Engenharia genética - Banho de ouro cria vírus precioso
Parece ficção científica: cientistas brasileiros estão usando nanotecnologia e engenharia genética, nos EUA, para criar substâncias inteligentes, capazes de levar remédios até as células doentes do corpo e entregá-los somente para elas. O plano é construir táxis biotecnológicos com dois componentes jamais reunidos: nanoesferas de ouro e um tipo de vírus.
O vírus é mortal, mas só para bactérias. Ele mata os germes obrigando-os a produzir inúmeras cópias de si mesmo. É por isso chamados de bacteriófago ("fago", no apelido), um antigo cavalo-de-troia dos geneticistas.
Foi com base nos fagos que um casal de pesquisadores brasileiros do Centro de Câncer MD Anderson da Universidade do Texas, Renata Pasqualini e Wadih Arap, criou uma tecnologia comparável ao sistema de CEP, ou código de endereçamento postal. Depois de descobrir que tecidos doentes, como tumores e vasos danificados, exibem moléculas peculiares e únicas na superfície de suas células, eles conseguiram montar moléculas complementares a esses receptores nos fagos.
Os complementos na superfície do vírus funcionam como um CEP. Injetados no organismo, os fagos procuram e só vão acoplar-se às células que reconheçam o código. Nos últimos anos, Pasqualini e Arap já haviam demonstrado a possibilidade de acoplar esses CEPs a moléculas assassinas, que matam a célula assim que passam pela sua membrana. Mísseis teleguiados, por assim dizer.
Entre os vários projetos em exame no laboratório do casal estava o de usar os próprios fagos como veículos. Mas injetar vírus num organismo é coisa capciosa. Melhor manter alguma forma de controle sobre essas entidades.
Foi aí que entrou em cena outro brasileiro, o físico-químico Glauco Ranna de Souza, 35. Mais precisamente, brasileiro-americano, pois só fez até o ensino médio em Brasília, mudando-se então para os EUA. Ele e sua prima Pasqualini, na companhia de Arap e de outra pós-doutoranda brasileira, Fernanda Iamassaki Staquicini, 28, assinam um artigo relatando a pesquisa no periódico "PNAS" (www.pnas.org) de 31 de janeiro.
Souza é especialista no uso de nanopartículas de ouro como ferramentas de diagnóstico, em que têm um papel análogo ao de contrastes em técnicas de radiografia.
A ideia inicial era modificar a estrutura do próprio vírus, incluindo nela partículas de ouro para poder rastreá-las dentro do corpo. Mas Souza percebeu que poderia tirar proveito da interação entre as cargas elétricas das proteínas do vírus e as das nanoesferas para estabilizá-los numa espécie de rede, que aprisiona as bolinhas de ouro entre as fibras alongadas dos vírus como se elas fossem peixes.

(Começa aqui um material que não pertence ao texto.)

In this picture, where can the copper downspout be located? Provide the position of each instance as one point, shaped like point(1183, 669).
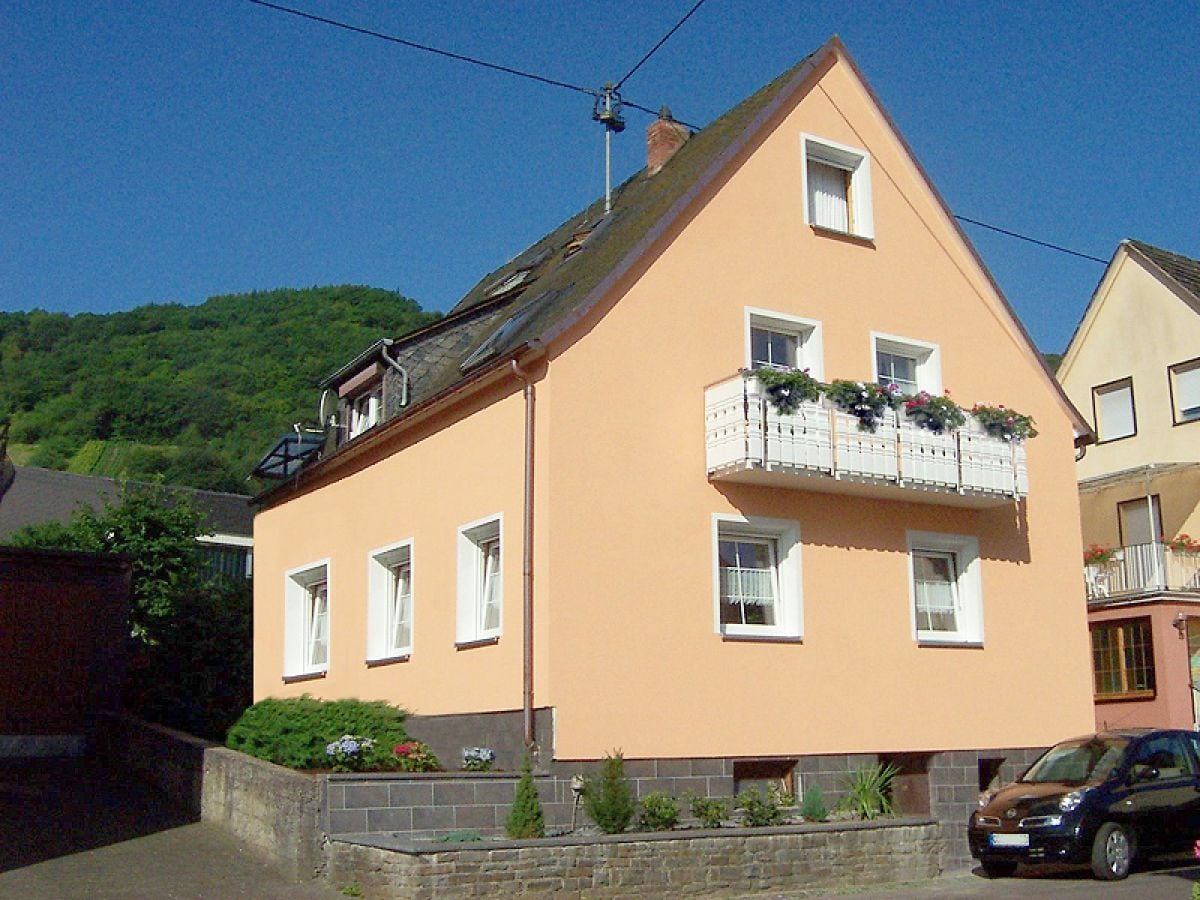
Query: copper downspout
point(527, 562)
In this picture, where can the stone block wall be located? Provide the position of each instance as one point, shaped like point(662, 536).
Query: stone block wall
point(954, 792)
point(701, 864)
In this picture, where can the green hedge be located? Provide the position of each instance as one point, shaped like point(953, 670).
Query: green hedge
point(294, 732)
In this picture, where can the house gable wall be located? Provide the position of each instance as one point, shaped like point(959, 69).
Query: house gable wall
point(1137, 327)
point(634, 658)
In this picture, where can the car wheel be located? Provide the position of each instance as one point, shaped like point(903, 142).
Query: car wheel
point(1111, 852)
point(997, 868)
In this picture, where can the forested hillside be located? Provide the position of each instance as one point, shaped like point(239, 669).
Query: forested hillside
point(192, 393)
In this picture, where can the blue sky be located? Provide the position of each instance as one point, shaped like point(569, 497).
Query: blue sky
point(169, 150)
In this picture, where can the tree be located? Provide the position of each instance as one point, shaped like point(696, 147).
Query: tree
point(190, 658)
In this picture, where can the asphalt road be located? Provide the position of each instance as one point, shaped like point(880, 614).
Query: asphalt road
point(72, 831)
point(1169, 879)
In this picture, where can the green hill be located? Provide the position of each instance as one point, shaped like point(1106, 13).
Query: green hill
point(195, 394)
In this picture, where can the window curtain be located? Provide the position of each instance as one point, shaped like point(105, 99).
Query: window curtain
point(828, 197)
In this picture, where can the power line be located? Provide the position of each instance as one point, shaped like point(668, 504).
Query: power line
point(413, 45)
point(655, 47)
point(1032, 240)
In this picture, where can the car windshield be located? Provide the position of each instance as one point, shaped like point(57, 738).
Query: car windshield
point(1078, 762)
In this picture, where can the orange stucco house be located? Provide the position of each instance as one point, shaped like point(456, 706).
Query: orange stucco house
point(1133, 364)
point(564, 516)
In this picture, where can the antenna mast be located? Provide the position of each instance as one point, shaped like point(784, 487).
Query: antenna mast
point(606, 111)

"Foi um avanço importante", comentou Souza por e-mail, "porque pudemos então usar o fago como ele é e fazer bactérias sintetizarem um polímero muito complexo, que pode funcionar como um endereçamento de tecidos programável no interior da estrutura do nanotáxi."
Embora seja ainda só um conceito, o grupo sonha com a possibilidade de injetar em pacientes essa matriz carregada de células-tronco, ou de drogas poderosas. Com os CEPs corretos, ela seria capaz de achar um tecido cardíaco danificado, por exemplo.
"Os fagos podem reproduzir-se quando em contato com bactérias, mas o próprio nanotáxi não se reproduz", diz Souza
"Essa é a nossa visão do futuro e tudo precisa ser mais estudado e traduzido em aplicações clínicas", ressalvou Arap.